Rapporté par Jabir bin Abdullah : Le Messager d’Allah a dit : “Un Wasq équivaut à soixante Sa.”
Rapporté par Zainab, l’épouse d’Abdullah : J’ai demandé au Messager d’Allah : “Est-ce que cela sera accepté comme aumône de ma part si je dépense pour mon mari et les orphelins dont je m’occupe ?” Le Messager d’Allah a dit : “Elle aura deux récompenses : la récompense de l’aumône et la récompense pour avoir maintenu les liens de parenté.”

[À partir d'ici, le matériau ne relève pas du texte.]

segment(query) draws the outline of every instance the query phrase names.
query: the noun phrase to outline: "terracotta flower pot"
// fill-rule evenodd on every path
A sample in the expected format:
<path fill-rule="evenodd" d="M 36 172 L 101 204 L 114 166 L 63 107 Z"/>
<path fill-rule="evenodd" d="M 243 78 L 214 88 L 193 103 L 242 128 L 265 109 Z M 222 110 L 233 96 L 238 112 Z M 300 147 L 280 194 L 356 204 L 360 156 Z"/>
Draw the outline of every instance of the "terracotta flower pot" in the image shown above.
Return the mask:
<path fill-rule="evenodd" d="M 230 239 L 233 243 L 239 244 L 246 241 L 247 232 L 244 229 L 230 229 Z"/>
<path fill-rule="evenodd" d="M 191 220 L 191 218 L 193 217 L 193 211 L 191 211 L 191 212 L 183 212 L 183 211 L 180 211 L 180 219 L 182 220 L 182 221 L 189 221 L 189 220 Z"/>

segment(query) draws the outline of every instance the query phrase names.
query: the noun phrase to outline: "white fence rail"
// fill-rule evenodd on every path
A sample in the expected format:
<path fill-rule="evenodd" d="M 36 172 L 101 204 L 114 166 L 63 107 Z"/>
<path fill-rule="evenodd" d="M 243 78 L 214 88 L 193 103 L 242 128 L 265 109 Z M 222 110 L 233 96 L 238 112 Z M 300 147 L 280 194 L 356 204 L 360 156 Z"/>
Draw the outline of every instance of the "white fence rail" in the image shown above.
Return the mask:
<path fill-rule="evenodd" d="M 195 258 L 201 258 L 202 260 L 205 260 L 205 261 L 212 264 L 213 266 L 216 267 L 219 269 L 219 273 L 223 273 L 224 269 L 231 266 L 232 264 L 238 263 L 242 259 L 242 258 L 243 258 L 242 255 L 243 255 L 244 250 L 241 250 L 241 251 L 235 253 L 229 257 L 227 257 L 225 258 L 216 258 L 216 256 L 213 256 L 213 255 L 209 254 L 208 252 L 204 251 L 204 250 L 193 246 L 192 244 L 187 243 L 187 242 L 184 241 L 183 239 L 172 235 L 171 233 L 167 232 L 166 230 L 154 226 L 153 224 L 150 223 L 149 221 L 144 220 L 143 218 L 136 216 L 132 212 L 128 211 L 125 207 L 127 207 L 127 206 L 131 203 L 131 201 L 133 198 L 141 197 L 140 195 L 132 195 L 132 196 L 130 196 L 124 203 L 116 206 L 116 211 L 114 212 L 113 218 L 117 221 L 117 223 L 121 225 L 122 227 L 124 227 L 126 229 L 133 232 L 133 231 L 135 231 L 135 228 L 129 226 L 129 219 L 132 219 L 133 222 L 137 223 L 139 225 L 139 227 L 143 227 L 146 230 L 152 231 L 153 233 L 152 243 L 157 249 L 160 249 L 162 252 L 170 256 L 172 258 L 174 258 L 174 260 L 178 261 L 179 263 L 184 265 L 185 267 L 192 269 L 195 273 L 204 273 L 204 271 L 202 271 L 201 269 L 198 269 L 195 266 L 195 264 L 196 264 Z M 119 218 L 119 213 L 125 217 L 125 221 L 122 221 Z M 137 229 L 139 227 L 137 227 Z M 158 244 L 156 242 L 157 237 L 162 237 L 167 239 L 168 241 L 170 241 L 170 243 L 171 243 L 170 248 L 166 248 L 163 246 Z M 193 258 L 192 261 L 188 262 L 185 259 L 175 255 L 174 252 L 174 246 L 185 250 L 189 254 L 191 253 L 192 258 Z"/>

Rapporté par Umm Salamah : Le Messager d’Allah nous a ordonné de donner l’aumône. Zainab, l’épouse d’Abdullah, a demandé : “Est-ce que cela sera accepté comme aumône de ma part si je donne à mon mari qui est pauvre, et aux enfants de mon frère qui sont orphelins, en dépensant telle ou telle somme pour eux, et dans toutes les circonstances ?” Il a répondu : “Oui.”
Rapporté par Hisham bin Urwah, d’après son père, que son grand-père a dit : Le Messager d’Allah a dit : “Si l’un d’entre vous prenait sa corde et allait à la montagne pour ramener un fagot de bois sur son dos afin de le vendre et ainsi subvenir à ses besoins, cela vaudrait mieux pour lui que de mendier auprès des gens, qui peuvent lui donner ou non.”
Rapporté par Abdur-Rahman bin Yazid, d’après Thawban : Le Messager d’Allah a dit : “Qui s’engage à une chose, je lui garantis le paradis.” J’ai dit : “Moi, je le fais.” Il a dit : “Ne demande rien aux gens.” Ainsi, Thawban laissait tomber son fouet alors qu’il était sur sa monture, et il ne disait à personne : “Ramasse-le pour moi”, mais il descendait lui-même pour le prendre
Rapporté par Abu Hurairah : Le Messager d’Allah (ﷺ) a dit : “Celui qui mendie auprès des gens pour accumuler des richesses demande en réalité des braises vivantes de l’enfer, alors qu’il demande beaucoup ou peu.”
Rapporté par Abu Hurairah : Le Messager d’Allah a dit : “L’aumône n’est pas permise à une personne riche, ni à quelqu’un qui est fort et en bonne santé.”
Rapporté par Abdullah bin Mas'ud : Le Messager d’Allah a dit : “Celui qui mendie alors qu’il a de quoi subvenir à ses besoins, sa mendicité apparaîtra au Jour de la Résurrection comme des griffures sur son visage.” On a demandé : “Ô Messager d’Allah, qu’est-ce qui suffit à une personne ?” Il a répondu : “Cinquante dirhams ou leur équivalent en or.”
Rapporté par Abu Sa'eed Al-Khudri : Le Messager d’Allah a dit : “L’aumône n’est permise à un homme riche que dans cinq cas : celui qui est chargé de la collecter, un combattant dans la voie d’Allah, un homme riche qui l’achète avec son propre argent, un pauvre qui reçoit l’aumône et l’offre en cadeau à un riche, et un débiteur.”
Rapporté par Sa'eed bin Yasar, qui a entendu Abu Hurairah dire : Le Messager d’Allah a dit : “Personne ne donne l’aumône provenant de biens licites – car Allah n’accepte que ce qui est bon – sans que Le Tout Miséricordieux ne la prenne dans Sa main droite, même si ce n’est qu’une datte, et elle grandit dans la Main du Tout Miséricordieux jusqu’à devenir plus grande qu’une montagne, et Il en prend soin comme l’un de vous prend soin de son poulain ou de son jeune chameau sevré.”
Rapporté par Adi bin Hatim : Le Messager d’Allah a dit : “Chacun de vous sera interrogé par son Seigneur, sans intermédiaire entre eux. Il regardera devant lui et verra le feu face à lui. Il regardera à sa droite et ne verra que ce qu’il a fait auparavant. Il regardera à sa gauche et ne verra que ce qu’il a fait auparavant. Que celui d’entre vous qui peut se protéger du feu, même avec la moitié d’une datte, le fasse.”
Rapporté par Salman bin Amir Dabbi : Le Messager d’Allah a dit : “L’aumône donnée à un pauvre est une aumône, et celle donnée à un proche parent compte double : comme aumône et comme maintien des liens de parenté.”